The Vanishing Middle Class (Or Patrick Deneen vs. Capitalism)
[Via Big Think]

There’s a new columnist out there writing for The American Conservative.  You may or may not regard him as conservative.  Patrick Deneen reflects on a semi-depressing book written by my favorite (because most honest) libertarian writer—Tyler Cowen.  Cowen says the good news is that they’ll be more rich people than ever, and that the keys to wealth will be analytic precision and being comfortable with (because highly competent in) the use of high technology. That will be a genuinely cognitive elite; a meritocracy of brains and training, if not of virtue. Meanwhile, the lower part of our middle class and below will continue to sink into underclass lives of permanent underemployment.


So even libertarian, Tea Party fellow travelers think that capitalism will continue to divide society between those with riches and thos without. That the middle class will simply disappear.

Seems to me that this was the point of Karl Marx’s work – what happens to ‘fix’ this drive of capitalism?

And here we have the same problem Marx revealed – extrapolating current trends against human society is a fool’s errand. They are looking at Einstein’s World with Newton’s Glasses.

I think there are several things these guys may not be seeing.

Capitalism as we know it is changing rapidly. First. technology and robotics is driving the incremental costs for many things closer to zero. Robots work 24/7. The exponential economy is producing more things for less capital all the time.

Second, there will be plenty of young people to revolt against this two party idiocracy these Marxist libertarians describe.The world is aging because people are living longer. But the number of those that will not be happy being a downtrodden proletariat  are still very large.

The millennial generation is about the same size as the baby booker generation. The boomers gave us the 60s, when they were members of a wealthy generation. What will a similar number of young do when poverty is all they see?

Third, capitalism is a wonderful process for more equitably distributing scarce resources. But what happens when there is an abundance of riches? We may well be on the cusp of huge levels of power, natural resources, food, etc.. 

What happens to the idea of an economy when the cost to make things is close to zero and the abundance of resources is great? What happens when a single asteroid has more gold and platinum on it than has been mined in the history of humanity?

For what purpose is the outrageous accumulation of wealth when this happens?
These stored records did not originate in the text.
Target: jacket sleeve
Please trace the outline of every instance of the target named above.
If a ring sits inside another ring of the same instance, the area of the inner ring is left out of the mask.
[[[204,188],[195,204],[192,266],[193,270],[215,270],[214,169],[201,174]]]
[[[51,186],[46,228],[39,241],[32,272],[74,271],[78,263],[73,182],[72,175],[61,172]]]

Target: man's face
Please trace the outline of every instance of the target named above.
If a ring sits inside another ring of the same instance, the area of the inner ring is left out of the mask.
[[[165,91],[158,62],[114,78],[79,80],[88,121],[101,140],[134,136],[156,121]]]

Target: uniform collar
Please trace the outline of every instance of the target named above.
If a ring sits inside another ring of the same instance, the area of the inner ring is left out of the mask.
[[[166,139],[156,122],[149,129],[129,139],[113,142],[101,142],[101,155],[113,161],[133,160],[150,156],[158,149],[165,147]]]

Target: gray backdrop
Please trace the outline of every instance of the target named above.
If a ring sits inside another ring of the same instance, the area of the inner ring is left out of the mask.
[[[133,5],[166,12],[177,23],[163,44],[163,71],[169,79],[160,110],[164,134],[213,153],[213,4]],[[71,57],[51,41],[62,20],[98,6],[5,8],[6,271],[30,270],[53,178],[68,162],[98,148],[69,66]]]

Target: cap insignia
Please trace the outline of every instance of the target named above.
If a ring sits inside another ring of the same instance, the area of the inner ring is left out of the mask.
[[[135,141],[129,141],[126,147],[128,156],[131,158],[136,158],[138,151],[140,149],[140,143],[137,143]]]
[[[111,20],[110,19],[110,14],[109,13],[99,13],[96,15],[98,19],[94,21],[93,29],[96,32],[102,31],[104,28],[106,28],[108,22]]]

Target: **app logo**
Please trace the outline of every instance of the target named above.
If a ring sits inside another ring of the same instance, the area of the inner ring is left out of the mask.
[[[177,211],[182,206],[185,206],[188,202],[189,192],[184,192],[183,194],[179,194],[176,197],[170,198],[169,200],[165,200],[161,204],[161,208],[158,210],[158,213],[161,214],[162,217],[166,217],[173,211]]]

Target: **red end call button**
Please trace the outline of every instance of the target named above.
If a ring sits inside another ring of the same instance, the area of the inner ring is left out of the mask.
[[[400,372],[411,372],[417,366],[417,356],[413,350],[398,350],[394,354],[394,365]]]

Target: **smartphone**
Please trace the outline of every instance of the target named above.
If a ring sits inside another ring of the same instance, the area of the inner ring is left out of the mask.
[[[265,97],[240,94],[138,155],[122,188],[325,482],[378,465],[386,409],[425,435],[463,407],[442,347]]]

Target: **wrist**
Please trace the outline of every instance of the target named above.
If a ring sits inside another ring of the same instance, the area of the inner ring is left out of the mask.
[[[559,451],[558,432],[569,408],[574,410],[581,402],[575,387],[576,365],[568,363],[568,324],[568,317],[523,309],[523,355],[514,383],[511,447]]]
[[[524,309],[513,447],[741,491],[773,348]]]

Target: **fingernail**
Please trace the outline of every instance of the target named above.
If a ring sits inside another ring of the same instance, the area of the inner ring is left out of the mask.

I think we are going to make a shift to a whole new economy, as different from capitalism as it is from feudalism? The very idea of money could be altered. Perhaps everyone gets a life stipend, just as those living in Alaska get a stipend. If one wants more, one can do so. Because many people are not lazy and want to do something, especially for other humans.

We will also have a new frontier – space – that will distort this entire picture. A revolution is going on and too many are still trying to use Newtonian mechanics to understand what Einstein described.